Spending target: Unknown
Americans United for Change is a liberal group whose message closely mirrors that of the Obama White House.
A leading advocate of the economic stimulus package in 2009, and the health care law the following year, Americans United for Change sprang from the ashes of Americans United to Protect Social Security — a labor-funded liberal group formed in 2005 to oppose then-President George W. Bush’s Social Security proposal. The group changed its name in 2006.
Brad Woodhouse, a veteran Democratic operative, is the group’s president. This is his second stint with Americans United. Woodhouse served as the group’s president from March 2007 to February 2009 before taking a leave of absence to work as a senior adviser to the Democratic National Committee. He returned as president of Americans United in July 2013. The current executive director of Americans United is Caren Benjamin, a former aide to Rep. Nancy Pelosi.

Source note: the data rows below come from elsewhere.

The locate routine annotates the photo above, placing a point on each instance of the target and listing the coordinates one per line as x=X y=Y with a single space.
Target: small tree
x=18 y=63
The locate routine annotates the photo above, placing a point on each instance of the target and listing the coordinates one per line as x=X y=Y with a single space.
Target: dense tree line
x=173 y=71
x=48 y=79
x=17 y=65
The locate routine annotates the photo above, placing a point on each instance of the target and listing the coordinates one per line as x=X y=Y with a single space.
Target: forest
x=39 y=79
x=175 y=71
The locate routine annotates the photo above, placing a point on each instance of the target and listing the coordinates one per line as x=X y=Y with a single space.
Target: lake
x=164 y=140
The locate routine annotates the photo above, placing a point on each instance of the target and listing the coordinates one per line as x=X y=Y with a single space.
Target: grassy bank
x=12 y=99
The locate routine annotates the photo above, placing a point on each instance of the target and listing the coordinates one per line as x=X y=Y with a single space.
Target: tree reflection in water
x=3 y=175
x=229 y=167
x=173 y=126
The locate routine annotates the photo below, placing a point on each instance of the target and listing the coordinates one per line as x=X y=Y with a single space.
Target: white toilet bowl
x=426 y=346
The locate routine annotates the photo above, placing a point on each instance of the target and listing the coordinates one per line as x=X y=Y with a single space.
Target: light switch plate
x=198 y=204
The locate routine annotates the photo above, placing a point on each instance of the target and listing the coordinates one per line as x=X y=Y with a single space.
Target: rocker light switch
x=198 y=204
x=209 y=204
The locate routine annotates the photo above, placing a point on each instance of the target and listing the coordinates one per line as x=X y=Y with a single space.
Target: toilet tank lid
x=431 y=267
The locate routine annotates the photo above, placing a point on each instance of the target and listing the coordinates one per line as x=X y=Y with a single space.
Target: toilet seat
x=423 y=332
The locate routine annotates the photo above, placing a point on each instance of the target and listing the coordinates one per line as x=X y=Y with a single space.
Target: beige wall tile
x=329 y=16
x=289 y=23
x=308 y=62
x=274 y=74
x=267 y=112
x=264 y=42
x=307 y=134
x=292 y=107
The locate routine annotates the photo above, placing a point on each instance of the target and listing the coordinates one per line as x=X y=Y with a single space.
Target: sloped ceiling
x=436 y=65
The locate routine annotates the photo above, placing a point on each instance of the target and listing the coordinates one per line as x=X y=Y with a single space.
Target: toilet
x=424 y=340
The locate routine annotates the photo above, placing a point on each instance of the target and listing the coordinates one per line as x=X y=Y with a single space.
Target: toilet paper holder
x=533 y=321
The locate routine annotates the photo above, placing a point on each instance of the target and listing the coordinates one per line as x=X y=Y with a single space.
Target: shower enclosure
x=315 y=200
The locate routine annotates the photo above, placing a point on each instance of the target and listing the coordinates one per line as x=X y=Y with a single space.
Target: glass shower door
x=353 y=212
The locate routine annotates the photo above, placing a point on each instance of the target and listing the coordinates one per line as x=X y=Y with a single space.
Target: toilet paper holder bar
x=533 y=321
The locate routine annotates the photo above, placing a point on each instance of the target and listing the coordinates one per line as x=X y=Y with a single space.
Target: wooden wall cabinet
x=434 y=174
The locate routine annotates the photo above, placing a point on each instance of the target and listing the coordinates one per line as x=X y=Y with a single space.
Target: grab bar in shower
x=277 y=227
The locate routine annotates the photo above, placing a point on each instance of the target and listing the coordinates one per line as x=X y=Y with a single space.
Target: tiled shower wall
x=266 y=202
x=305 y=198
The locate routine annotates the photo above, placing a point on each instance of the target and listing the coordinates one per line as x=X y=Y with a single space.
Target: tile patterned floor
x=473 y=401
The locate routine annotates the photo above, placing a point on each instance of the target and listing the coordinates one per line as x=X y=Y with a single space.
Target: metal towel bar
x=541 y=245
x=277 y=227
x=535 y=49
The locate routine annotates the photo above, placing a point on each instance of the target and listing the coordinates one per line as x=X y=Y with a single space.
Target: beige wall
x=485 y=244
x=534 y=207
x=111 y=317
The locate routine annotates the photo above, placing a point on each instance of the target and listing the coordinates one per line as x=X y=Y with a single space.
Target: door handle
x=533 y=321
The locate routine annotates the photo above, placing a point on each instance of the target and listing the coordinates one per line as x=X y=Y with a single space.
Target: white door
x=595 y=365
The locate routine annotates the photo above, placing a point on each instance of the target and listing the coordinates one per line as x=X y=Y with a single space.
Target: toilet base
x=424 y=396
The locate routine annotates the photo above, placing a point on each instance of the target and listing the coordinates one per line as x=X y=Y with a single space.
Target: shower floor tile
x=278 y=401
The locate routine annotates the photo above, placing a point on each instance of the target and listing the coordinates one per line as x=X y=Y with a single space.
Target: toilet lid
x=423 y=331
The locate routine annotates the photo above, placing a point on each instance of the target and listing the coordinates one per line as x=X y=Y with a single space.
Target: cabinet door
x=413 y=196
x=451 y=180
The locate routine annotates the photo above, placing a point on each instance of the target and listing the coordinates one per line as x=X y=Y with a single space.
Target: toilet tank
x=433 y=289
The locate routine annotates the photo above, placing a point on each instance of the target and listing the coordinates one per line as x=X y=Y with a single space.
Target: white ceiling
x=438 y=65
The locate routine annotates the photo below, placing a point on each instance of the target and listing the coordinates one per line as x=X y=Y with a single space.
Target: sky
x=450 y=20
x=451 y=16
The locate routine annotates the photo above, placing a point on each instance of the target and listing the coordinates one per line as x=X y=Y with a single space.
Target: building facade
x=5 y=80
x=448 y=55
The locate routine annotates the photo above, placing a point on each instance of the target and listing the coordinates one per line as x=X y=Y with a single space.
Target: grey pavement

With aggressive policy advocacy techniques that include everything from letter-writing campaigns to television commercials to targeted ads on Facebook, Americans United for Change boasts on its website that it “has challenged the far right conservative voices and ideas that for too long have been mistaken for mainstream American values.”
In the summer leading up to the Affordable Care Act’s open enrollment start date, Americans United for Change took on conservative critics of the law. In July 2013, it aired a cable TV ad scolding House Republicans for their repeated votes to repeal the ACA. In August 2013, activists from the group followed Heritage Foundation members around the country to counteract the conservative think tank’s anti-Affordable Care Act message.
Also,in the summer of 2013, Americans United launched its Accountable Congress project. Accountable Congress provides information about town hall meetings held by members of Congress, as well as liberal talking points on topics from climate change to taxes. It encourages people to attend the town hall meetings and use the talking points to challenge Republican officials. During the fall, it ran TV ads attacking 10 House Republicans during the partial government shutdown. GOP Reps. Sean Duffy of Wisconsin, Jeff Denham of California, and Lou Barletta of Pennsylvania were among those targeted in the ad campaign.
In January, it launched a project, teapartyscorecard.com, that scored how members of Congress voted on tea party-backed legislation in 2013. Voters “have a right to know where their elected representatives fall on the Tea Party spectrum,” the website explains in a report describing the project.
Americans United is registered under the IRS code as a 501(c)(4), so it does not have to disclose its donors — although, over the years, other liberal organizations have reported making contributions to it. For example, Unity Fund — which has among its directors former Hillary Clinton campaign manager Patti Solis Doyle and Obama campaign bundler Louis Frillman — gave $500,000 in the 2010 campaign cycle to Americans United (see page 14 of Unity Fund’s 990 form).
Americans United made no TV ads, mass mailings or other independent expenditures or electioneering communications that advocated for the election or defeat of any candidates in 2012, according to FEC records. But it did team up with the AFSCME to criticize Republican members of Congress for supporting a tax plan that would preserve tax breaks for high-income persons and voting for Rep. Paul Ryan’s Medicare plan.